January 20, 2014

Bayesian Analysis of an A/B Test

Last month I noted that I was looking into Bayesian data analysis to aid better decision-making with marketing data. Well, it's time to start using some software (R) and getting to work.

Links to articles on the advantage of Bayesian data analysis over traditional null-hypothesis significance testing (NHST) were provided in that first post. More good articles can be found on John K. Kruschke's blog.

In a nutshell, on the plus side with Bayesian analysis you can generate richer information about your parameters. And you don't have the  problems of the investigator's intent and the hidden priors of NHST.

The one hitch to Bayesian analysis is that you may have to compute a difficult integral. There are a few techniques to make it doable. First, make the math easier--use conjugate priors and known distributions. Second, numerically approximate the integral; you'll need this especially if your priors can't be adequately expressed with a convenient distribution. This grid approximation won't work, though, if your parameter space gets too large. Then you are on to Markov chain Monte Carlo (MCMC) methods that extend to large parameter spaces.

Over several posts, we'll look at all 3 techniques, even though we can often get away with conjugate priors and convenient math.

For more detail, we're inspired by and playing along with Chapter 8 of Doing Bayesian Data Analysis by John K. Kruschke. We'll just be using a marketing case instead of the ubiquitous coin flips. (The base R scripts used for the below come from the book.)

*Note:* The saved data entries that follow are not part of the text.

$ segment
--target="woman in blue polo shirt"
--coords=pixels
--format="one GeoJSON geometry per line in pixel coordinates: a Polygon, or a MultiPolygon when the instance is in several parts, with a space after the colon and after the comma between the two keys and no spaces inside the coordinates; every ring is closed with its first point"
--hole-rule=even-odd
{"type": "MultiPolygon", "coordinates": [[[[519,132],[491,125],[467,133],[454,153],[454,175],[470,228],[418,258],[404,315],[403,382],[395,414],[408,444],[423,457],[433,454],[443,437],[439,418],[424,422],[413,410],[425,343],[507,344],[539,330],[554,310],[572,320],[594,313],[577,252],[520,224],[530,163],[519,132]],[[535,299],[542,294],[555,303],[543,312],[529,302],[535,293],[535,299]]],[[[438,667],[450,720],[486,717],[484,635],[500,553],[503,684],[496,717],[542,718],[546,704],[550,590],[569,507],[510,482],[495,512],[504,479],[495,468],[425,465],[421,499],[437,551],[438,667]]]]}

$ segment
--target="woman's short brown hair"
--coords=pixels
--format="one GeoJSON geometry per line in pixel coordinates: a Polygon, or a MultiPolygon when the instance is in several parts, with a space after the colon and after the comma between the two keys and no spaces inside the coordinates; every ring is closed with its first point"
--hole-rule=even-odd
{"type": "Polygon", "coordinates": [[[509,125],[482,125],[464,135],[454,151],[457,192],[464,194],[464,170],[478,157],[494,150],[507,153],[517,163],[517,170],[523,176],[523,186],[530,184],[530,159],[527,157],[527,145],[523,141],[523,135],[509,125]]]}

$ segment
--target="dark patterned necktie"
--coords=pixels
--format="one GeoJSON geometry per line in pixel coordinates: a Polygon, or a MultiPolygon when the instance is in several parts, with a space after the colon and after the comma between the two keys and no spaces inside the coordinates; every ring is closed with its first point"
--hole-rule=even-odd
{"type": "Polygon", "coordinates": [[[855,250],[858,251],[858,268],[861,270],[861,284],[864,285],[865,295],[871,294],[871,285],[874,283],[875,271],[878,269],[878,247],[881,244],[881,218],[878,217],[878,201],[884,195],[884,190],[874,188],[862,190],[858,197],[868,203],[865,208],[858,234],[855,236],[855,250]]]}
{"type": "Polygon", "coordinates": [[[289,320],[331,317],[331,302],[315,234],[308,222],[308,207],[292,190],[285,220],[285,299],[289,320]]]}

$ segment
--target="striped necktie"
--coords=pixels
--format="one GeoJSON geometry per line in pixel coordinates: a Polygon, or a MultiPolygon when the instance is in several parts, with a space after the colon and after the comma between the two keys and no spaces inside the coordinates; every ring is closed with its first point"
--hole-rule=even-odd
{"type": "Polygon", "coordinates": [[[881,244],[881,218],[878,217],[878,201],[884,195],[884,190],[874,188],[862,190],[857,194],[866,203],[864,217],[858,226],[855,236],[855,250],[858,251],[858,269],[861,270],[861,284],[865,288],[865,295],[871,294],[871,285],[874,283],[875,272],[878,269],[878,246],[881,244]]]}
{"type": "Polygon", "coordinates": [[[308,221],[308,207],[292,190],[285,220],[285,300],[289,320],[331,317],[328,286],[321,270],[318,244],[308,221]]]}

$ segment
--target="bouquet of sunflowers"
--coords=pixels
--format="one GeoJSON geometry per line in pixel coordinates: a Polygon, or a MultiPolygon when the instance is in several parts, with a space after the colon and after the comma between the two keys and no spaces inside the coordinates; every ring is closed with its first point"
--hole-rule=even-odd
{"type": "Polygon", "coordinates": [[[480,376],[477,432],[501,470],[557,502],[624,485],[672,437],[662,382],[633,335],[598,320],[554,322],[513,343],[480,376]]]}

A lot of digital marketing cases involve two binomial proportions--open rates, click rates, conversion rates. Luckily, these cases can be easy to solve via exact formal analysis. Because the Bernoulli likelihood function has a ready conjugate function for our prior--the beta distribution.

When we're doing an A/B test of two treatments, we're trying to make inferences about two independent proportions. We are talking about the space of the two combined parameters--every combination of Click-through rate A (θA) and Click-through rate B (θB).

So what are we testing, anyway? Well, earlier this year some of us wanted to test a marketer's practice of sending out self-promotional, announcement emails. Buried in these announcement emails were offers for a white paper--an actually valuable offer. In other words, in order to promote a useful white paper, the marketer is sending a "Come See How Wonderful We Are at XYZ Expo" email. (This can be considered a classic case of going through the marketing motions.) Our hypothesis was that an email directly promoting the white paper would convert better.

So let's get to it.

We need to determine our priors, calculate the likelihood from the data, use Bayes formula to derive the posterior distribution of our parameters (the click-through rates) and then we can compare the underlying rates from A and B. We can do this with an exact analysis using beta distribution priors and Bernoulli likelihoods.

Priors and Likelihoods and Posteriors, Oh My

We're examining a parameter space over θA and θB. That is the probability p(θA, θB) over all combinations of θA and ϑB. In our case, since our channels are independent, p(θA, θB) = p(θA) * p(θB). Similarly, our likelihood is a product of two Bernoulli functions. We combine these priors and likelihood functions and, through the magic of beta distros being conjugate to Bernoulli likelihoods, badda bing, badda boom, our posterior is a product of independent beta distributions too.

We have our recipe. Just add some constants, some data, and stir.


Our historical data shows around a 20% conversion rate for offer emails to this target, so we'll use that in choosing both priors, setting them the same. A beta distribution with a = 2 and b = 8 works nicely.

Prior Beta Distribution

The prior for B is the same. 
A perspective plot over both parameters looks as follows.

Prior Perspective Plot


Our likelihood functions are:

θAzA * (1 - θA)(NA - zA)


θBzB * (1 - θB)(NB - zB)

where the z's and N's are the number of hits and sample size, respectively, of each channel, A and B. Here is where our sample data entered the mix.

In our test, A is the group that received the self-promotional email. B is the offer email. Our actual data is:

zA = 85 ; NA = 637
zB = 219 ; NB = 722


Through our "badda-bing" math, we have the product of independent beta distributions as our posterior:

beta(θA | zA + a, NA - zA + b), and
beta(θB | zB + a, NB - zB + b).

Now we can examine the posterior distribution by evaluating it across the θA, θB space. Here is the contour plot.

Posterior Contour Plot

What have we learned?

Looking at this plot we can see that θB is very likely greater than θA

How much greater?

We can sample from the two independent beta distributions of the posterior and compare them. Here we can see the mean of the difference and the 95% HDI (Highest Density Interval) of the difference. The mean and HDI are above zero, leading us to believe that the difference in B over A is real.
Difference Histogram

That is, the offer email performs better than the self-promotional one. 

Much better.

Conclusion: make your content and your emails for your reader, not about yourself.